The individual values of the array B are of type int, which as a built-in type is counted among the primitive types. Part a of the rule now says that a copy of such a primitive value is a bitwise copy of this value itself (written into a different memory location), like it is also provided by the language C++.
Applying both part a and part b of the rule to the assignment A = B, we see that the individual values are copied componentwise and bitwise here. So A and B do not point to the same physical memory location after the assignment.
Moreover, an array may also store pointer types like int* or other types like string. Such types are also counted among the primitive types according to the rule. Therefore a copy is made in this case, too.
Still the question remains what happens if a non-primitive type is stored in the array B. What happens during copying? The only non-primitive type which we already know is the type array. So if we copy an array of arrays, for example an array<array<int> >^{[10]}, how does LEDA proceed then? In this case the rule has to be applied recursively: The complete structure is copied bitwise, nowhere references are passed on. If, however, we have an array in which values of an item-based, structured type, such as list, for example an array<list<int> >, are stored, we must in addition apply part c of the rule; we will come to this not until in Section 2.3.3.

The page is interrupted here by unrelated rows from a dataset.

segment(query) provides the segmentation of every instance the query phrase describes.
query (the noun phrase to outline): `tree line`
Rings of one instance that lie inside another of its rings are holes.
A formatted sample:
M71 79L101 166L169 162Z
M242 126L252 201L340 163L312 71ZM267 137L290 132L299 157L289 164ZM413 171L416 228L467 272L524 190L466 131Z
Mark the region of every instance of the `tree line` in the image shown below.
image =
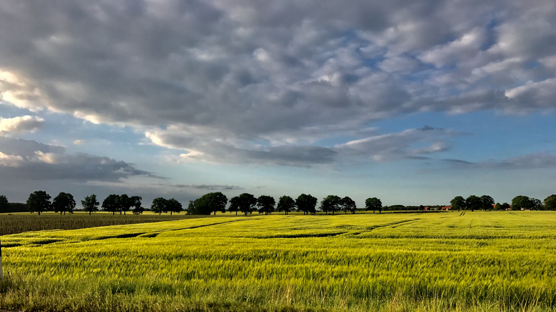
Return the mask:
M37 212L41 214L41 212L53 211L59 212L60 214L66 214L66 213L73 213L75 210L76 201L73 196L68 193L61 192L51 202L52 197L46 192L42 190L35 191L29 195L24 204L28 211L31 213ZM82 211L92 213L99 211L99 207L106 212L126 214L131 212L133 214L141 214L146 209L142 206L141 196L128 196L126 194L118 195L112 194L108 195L102 202L102 205L97 200L97 196L92 194L87 196L81 200L83 206ZM228 204L230 204L227 209ZM302 194L294 199L292 197L284 195L278 199L277 203L274 198L267 195L261 195L258 198L247 193L244 193L238 196L235 196L228 200L227 197L222 192L212 192L205 194L195 200L190 200L187 208L183 208L182 204L174 198L166 199L162 197L158 197L153 199L151 205L150 211L158 213L180 213L185 210L188 214L208 215L216 212L222 213L227 212L241 212L246 215L253 212L258 212L265 214L273 212L284 212L287 214L290 212L296 210L302 212L304 214L314 214L317 211L317 204L319 200L311 194ZM471 195L467 198L461 196L456 196L450 203L452 209L468 209L471 211L475 210L521 210L529 209L532 210L556 210L556 195L552 194L541 202L535 198L529 198L524 195L516 196L512 200L511 206L507 203L500 204L494 203L492 197L487 195L481 197ZM4 195L0 195L0 208L7 205L13 205L17 203L8 203ZM23 205L22 204L18 204ZM7 206L6 206L7 207ZM401 205L393 205L392 206L383 207L382 202L376 197L368 198L365 201L365 210L373 210L373 213L378 210L379 213L383 210L423 210L424 207L407 206ZM355 201L349 197L341 198L336 195L329 195L320 201L319 209L326 213L331 213L334 214L337 212L344 212L348 213L355 213L357 206Z
M461 196L456 196L450 203L452 209L475 210L506 210L511 209L513 210L522 209L530 210L556 210L556 195L552 194L541 202L536 198L529 198L527 196L520 195L512 199L512 205L508 203L500 204L500 203L494 204L494 199L488 195L483 195L480 197L471 195L464 199Z
M35 191L29 194L25 205L28 211L38 213L39 215L47 211L59 212L61 215L66 214L66 213L73 213L76 205L73 195L61 192L52 202L50 200L51 198L52 197L45 191ZM3 199L7 203L6 197L0 195L0 202ZM140 214L146 210L142 206L142 200L141 196L112 194L106 197L101 205L97 200L96 195L93 194L81 200L81 205L83 211L88 212L90 215L99 211L99 207L102 210L111 212L112 214L116 213L126 214L127 212ZM222 192L217 192L205 194L195 200L190 200L187 209L185 210L188 214L203 215L213 213L216 214L217 212L224 213L226 211L235 212L236 215L238 212L246 215L255 212L265 214L278 212L287 214L293 210L303 212L305 215L316 213L318 203L318 199L311 194L302 194L295 199L285 195L280 197L276 203L272 196L261 195L256 198L252 194L244 193L230 199L230 206L227 209L229 203L227 197ZM321 200L319 209L327 214L329 212L334 214L341 211L345 214L348 211L355 213L357 205L355 202L348 197L341 198L336 195L329 195ZM171 215L173 213L180 213L183 210L181 203L175 199L166 199L162 197L153 199L150 208L150 211L159 215L168 212ZM376 210L381 212L382 202L376 197L368 198L365 200L365 210L372 210L373 213Z

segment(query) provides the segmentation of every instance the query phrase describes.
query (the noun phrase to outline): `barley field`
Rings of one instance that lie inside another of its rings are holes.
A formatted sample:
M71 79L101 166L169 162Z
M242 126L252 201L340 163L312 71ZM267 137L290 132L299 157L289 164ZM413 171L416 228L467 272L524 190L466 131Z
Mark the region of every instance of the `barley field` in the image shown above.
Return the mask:
M556 304L552 212L217 217L0 238L0 309L540 311Z

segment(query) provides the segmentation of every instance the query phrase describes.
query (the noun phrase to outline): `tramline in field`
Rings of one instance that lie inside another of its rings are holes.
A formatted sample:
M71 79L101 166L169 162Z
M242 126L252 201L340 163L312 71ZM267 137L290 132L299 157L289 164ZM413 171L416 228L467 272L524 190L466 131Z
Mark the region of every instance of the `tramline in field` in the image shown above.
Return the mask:
M8 235L0 308L552 310L555 222L260 215Z

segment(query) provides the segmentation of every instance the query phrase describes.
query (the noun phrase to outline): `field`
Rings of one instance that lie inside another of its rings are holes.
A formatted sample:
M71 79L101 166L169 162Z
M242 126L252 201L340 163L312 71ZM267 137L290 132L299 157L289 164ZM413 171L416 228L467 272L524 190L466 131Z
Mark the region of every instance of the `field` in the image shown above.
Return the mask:
M552 212L255 215L0 238L0 309L478 312L556 304Z
M231 215L226 214L225 216ZM38 214L29 213L15 213L0 214L0 235L21 233L29 231L43 231L45 230L75 230L85 228L95 228L108 225L121 224L135 224L171 221L181 219L204 218L205 215L192 215L181 214L163 214L158 215L151 212L134 215L131 213L127 214L98 212L89 215L88 213L76 212L61 215L58 213L47 212Z

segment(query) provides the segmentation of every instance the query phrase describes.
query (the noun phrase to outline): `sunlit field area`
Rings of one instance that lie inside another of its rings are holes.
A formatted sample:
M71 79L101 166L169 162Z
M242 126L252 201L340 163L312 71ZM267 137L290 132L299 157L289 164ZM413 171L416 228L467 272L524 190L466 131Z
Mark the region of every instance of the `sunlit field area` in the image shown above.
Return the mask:
M552 212L217 214L0 238L0 309L8 310L553 311L556 304Z

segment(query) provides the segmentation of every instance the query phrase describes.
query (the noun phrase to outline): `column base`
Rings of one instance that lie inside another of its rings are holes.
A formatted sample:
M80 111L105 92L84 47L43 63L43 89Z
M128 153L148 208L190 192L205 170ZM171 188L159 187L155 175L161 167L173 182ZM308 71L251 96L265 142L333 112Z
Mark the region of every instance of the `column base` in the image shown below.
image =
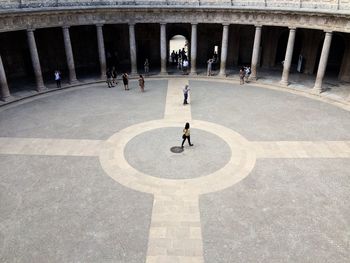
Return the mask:
M257 76L249 76L249 81L257 81L258 77Z

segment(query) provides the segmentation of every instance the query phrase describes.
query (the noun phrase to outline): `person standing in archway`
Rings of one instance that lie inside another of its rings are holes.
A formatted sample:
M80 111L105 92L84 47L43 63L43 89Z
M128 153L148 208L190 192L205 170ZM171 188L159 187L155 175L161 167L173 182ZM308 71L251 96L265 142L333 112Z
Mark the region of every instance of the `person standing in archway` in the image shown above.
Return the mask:
M125 90L129 90L129 87L128 87L128 85L129 85L129 76L128 76L127 73L123 74L123 84L124 84L124 89Z
M113 86L114 85L117 85L118 82L117 82L117 71L115 70L115 67L112 67L112 83L113 83Z
M188 85L185 86L185 88L183 89L183 93L184 93L184 105L188 104L187 99L188 99L188 92L190 91L190 88L188 87Z
M190 124L188 122L186 122L185 124L185 128L182 130L182 143L181 143L181 148L184 147L184 143L185 141L188 141L188 144L190 146L193 146L193 144L191 143L191 137L190 137Z
M143 64L144 68L145 68L145 74L148 74L149 72L149 62L148 62L148 58L146 58L145 63Z
M245 71L244 71L244 68L241 67L241 69L239 70L239 84L240 85L244 84L244 76L245 76Z
M58 70L55 71L55 81L57 88L61 88L61 72L59 72Z

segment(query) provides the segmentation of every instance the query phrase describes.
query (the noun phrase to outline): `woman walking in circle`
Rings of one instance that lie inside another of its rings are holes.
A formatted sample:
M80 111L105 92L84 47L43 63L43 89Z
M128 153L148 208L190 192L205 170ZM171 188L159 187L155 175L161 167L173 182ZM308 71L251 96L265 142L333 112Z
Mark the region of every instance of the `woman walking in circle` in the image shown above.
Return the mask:
M129 84L129 77L127 73L123 74L123 84L124 84L124 89L129 90L128 84Z
M139 78L139 86L140 86L140 89L142 92L145 91L145 79L143 78L142 75L140 75L140 78Z
M190 138L190 124L188 122L186 122L185 128L183 129L183 134L182 134L182 144L181 144L181 148L184 147L184 143L187 139L188 144L190 146L193 146L193 144L191 143L191 138Z

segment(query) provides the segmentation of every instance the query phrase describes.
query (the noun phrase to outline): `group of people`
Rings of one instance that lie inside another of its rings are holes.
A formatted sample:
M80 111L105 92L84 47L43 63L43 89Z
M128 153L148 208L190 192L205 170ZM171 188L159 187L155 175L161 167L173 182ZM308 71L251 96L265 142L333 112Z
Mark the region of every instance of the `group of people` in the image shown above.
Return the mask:
M176 65L184 75L188 74L189 61L185 51L185 48L179 49L179 51L173 50L170 55L171 64Z
M252 73L249 66L241 67L239 70L239 84L243 85L244 82L248 82L249 76Z
M214 52L213 57L208 59L207 61L207 76L211 76L213 74L213 70L216 69L217 63L218 63L218 54Z
M106 77L107 77L106 82L107 82L108 88L112 88L118 84L117 72L116 72L114 67L111 70L107 69ZM129 75L128 75L128 73L124 72L122 74L122 80L123 80L124 90L130 90L129 89ZM141 91L144 92L145 91L145 78L141 74L139 75L139 86L140 86Z
M115 67L112 67L111 69L107 69L106 71L106 77L107 77L107 85L108 88L112 88L115 85L118 84L117 82L117 71L115 70Z

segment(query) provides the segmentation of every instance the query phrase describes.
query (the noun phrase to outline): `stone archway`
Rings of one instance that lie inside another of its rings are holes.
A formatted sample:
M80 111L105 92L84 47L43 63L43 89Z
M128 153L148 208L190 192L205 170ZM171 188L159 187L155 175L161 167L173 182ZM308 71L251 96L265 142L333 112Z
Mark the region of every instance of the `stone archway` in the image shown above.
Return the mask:
M187 58L189 57L189 41L183 35L175 35L169 40L168 62L175 65L176 61L172 58L172 53L178 54L185 51Z

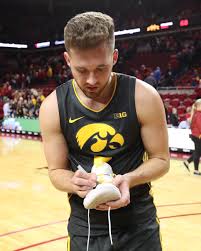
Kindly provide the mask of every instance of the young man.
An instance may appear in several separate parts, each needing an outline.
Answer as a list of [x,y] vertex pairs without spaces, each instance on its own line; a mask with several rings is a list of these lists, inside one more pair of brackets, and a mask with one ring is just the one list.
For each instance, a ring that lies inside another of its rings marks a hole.
[[[111,17],[79,14],[68,21],[64,39],[74,79],[45,99],[40,125],[50,180],[69,194],[68,248],[86,250],[90,227],[88,250],[160,251],[150,182],[169,169],[163,103],[150,85],[112,72],[118,51]],[[92,166],[101,163],[112,167],[121,198],[91,210],[88,226],[83,198],[97,184]]]
[[201,157],[201,99],[197,99],[192,107],[192,114],[190,118],[191,124],[191,132],[190,135],[192,141],[195,145],[195,150],[193,154],[184,161],[184,165],[187,170],[190,172],[189,164],[193,161],[194,162],[194,174],[201,175],[199,171],[199,163]]

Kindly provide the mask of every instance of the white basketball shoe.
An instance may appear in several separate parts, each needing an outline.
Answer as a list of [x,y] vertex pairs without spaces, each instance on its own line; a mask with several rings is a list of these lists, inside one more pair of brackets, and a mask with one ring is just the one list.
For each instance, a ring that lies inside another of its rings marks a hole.
[[93,166],[91,172],[96,174],[98,185],[84,198],[86,209],[95,209],[100,204],[121,198],[119,189],[112,184],[114,173],[108,163]]

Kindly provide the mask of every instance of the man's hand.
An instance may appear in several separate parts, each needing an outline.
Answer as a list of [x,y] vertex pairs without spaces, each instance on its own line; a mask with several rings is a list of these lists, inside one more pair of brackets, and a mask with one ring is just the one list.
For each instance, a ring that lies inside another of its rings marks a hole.
[[84,198],[96,186],[96,180],[96,174],[77,170],[71,179],[74,193]]
[[125,177],[123,175],[117,175],[113,179],[112,183],[119,188],[121,198],[119,200],[109,201],[105,204],[101,204],[96,208],[97,210],[105,211],[108,210],[109,207],[111,208],[111,210],[118,209],[121,207],[125,207],[130,203],[130,190]]

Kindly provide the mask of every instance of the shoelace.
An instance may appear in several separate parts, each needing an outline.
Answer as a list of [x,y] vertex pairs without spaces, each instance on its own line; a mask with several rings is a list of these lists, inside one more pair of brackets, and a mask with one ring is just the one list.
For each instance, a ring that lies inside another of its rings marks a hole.
[[[110,211],[111,208],[108,208],[108,227],[109,227],[109,237],[110,237],[110,243],[111,246],[113,246],[113,240],[112,240],[112,227],[111,227],[111,217],[110,217]],[[88,237],[87,237],[87,251],[89,251],[89,241],[90,241],[90,235],[91,235],[91,225],[90,225],[90,209],[88,209]]]

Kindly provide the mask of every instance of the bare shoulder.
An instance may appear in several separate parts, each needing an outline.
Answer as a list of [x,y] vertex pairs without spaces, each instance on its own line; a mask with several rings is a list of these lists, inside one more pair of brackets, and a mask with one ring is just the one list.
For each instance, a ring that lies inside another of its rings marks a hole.
[[56,91],[53,91],[45,98],[40,107],[39,113],[41,131],[49,129],[59,129],[59,110]]
[[164,119],[165,110],[159,93],[151,85],[136,79],[135,104],[140,122]]

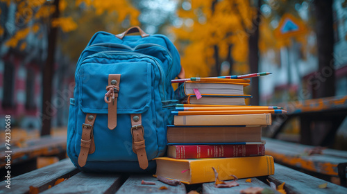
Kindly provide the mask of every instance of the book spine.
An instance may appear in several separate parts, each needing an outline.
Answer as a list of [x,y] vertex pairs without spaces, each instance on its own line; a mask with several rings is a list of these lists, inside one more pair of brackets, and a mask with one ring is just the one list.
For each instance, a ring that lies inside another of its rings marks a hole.
[[[265,155],[264,144],[171,146],[176,148],[176,159],[241,157],[264,156]],[[168,156],[173,157],[169,154]]]
[[174,94],[174,99],[180,100],[187,97],[185,93],[185,83],[181,84],[176,90]]
[[[233,179],[230,175],[239,179],[272,175],[275,172],[273,158],[271,156],[252,157],[235,157],[221,159],[201,159],[190,160],[191,180],[188,184],[210,182],[214,181],[212,170],[217,170],[221,180]],[[201,170],[204,169],[204,170]],[[210,170],[211,169],[211,170]]]

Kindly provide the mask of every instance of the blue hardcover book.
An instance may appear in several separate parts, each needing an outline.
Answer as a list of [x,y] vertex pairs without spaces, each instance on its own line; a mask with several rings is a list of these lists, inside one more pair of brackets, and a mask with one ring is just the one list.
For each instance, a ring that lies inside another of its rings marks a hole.
[[[219,79],[221,80],[221,79]],[[195,95],[194,89],[197,89],[201,96],[205,95],[226,95],[226,96],[242,96],[244,95],[244,87],[249,85],[247,81],[233,82],[230,80],[223,82],[207,82],[207,81],[187,81],[180,85],[175,91],[174,98],[182,100],[189,95]]]

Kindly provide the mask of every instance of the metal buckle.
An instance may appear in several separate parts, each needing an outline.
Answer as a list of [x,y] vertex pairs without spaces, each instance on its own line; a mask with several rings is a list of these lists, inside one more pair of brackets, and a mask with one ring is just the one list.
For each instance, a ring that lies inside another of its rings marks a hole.
[[139,127],[142,128],[142,134],[144,136],[144,126],[142,126],[142,125],[141,125],[141,124],[139,124],[139,125],[133,125],[131,127],[131,129],[130,129],[130,130],[131,130],[131,136],[133,136],[133,137],[134,136],[134,133],[133,132],[133,130],[137,130]]
[[94,134],[93,134],[93,125],[90,125],[90,124],[85,124],[85,123],[82,124],[82,128],[85,127],[86,128],[90,128],[92,130],[92,133],[90,134],[90,137],[92,137],[94,135]]

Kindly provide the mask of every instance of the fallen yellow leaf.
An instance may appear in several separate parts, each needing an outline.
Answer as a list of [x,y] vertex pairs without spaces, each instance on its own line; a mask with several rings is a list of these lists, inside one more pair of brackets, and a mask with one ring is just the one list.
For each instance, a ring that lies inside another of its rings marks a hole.
[[283,189],[285,182],[282,182],[281,184],[277,186],[277,189]]
[[39,193],[38,187],[35,187],[32,186],[29,186],[29,194],[38,194],[38,193]]
[[65,181],[65,179],[64,179],[64,178],[61,178],[61,179],[58,179],[58,180],[56,182],[56,183],[54,184],[54,186],[56,186],[56,185],[57,185],[57,184],[58,184],[61,183],[62,182],[63,182],[63,181]]

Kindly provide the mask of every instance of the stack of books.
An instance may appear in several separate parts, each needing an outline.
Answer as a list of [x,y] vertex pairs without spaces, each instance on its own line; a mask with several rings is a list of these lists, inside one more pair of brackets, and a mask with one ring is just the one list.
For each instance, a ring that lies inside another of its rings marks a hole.
[[246,106],[248,80],[205,78],[185,81],[176,91],[174,125],[167,126],[167,157],[156,158],[157,176],[185,184],[273,175],[265,155],[262,127],[271,124],[278,107]]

The class array is implemented by C++ arrays.
Accessing an element takes constant time. The method sort() uses the Quicksort algorithm for sorting and takes time O(n·log(n)) with n elements to be sorted.
If n objects of type T are stored in an array, the space requirement is O(n·sizeof(T)).
More about arrays can be found on the corresponding manual page. We will learn more about the useful functions from LEDA/misc.h in Section 2.11.5.
^{[7] }Which character this actually is, depends on the character set of the machine; usually it is the ASCII character set.
^{[8] }Here the following invariant holds: After i iterations the first i characters are ordered correctly. This invariant, applied to iteration n, proves the correctness of the method. An invariant is a statement which always holds true at a certain line in a program due to the nature of the algorithm executed. Invariants are used to prove the correctness of algorithms.
^{[9] }In the context of other programming languages these primitive types are often called scalar types.
^{[10] }When dealing with such doubly parameterized types we do intentionally not write array<array<int>>, but array<array<int> > in order not to confuse the compiler. It would interpret >> as the right shift operator.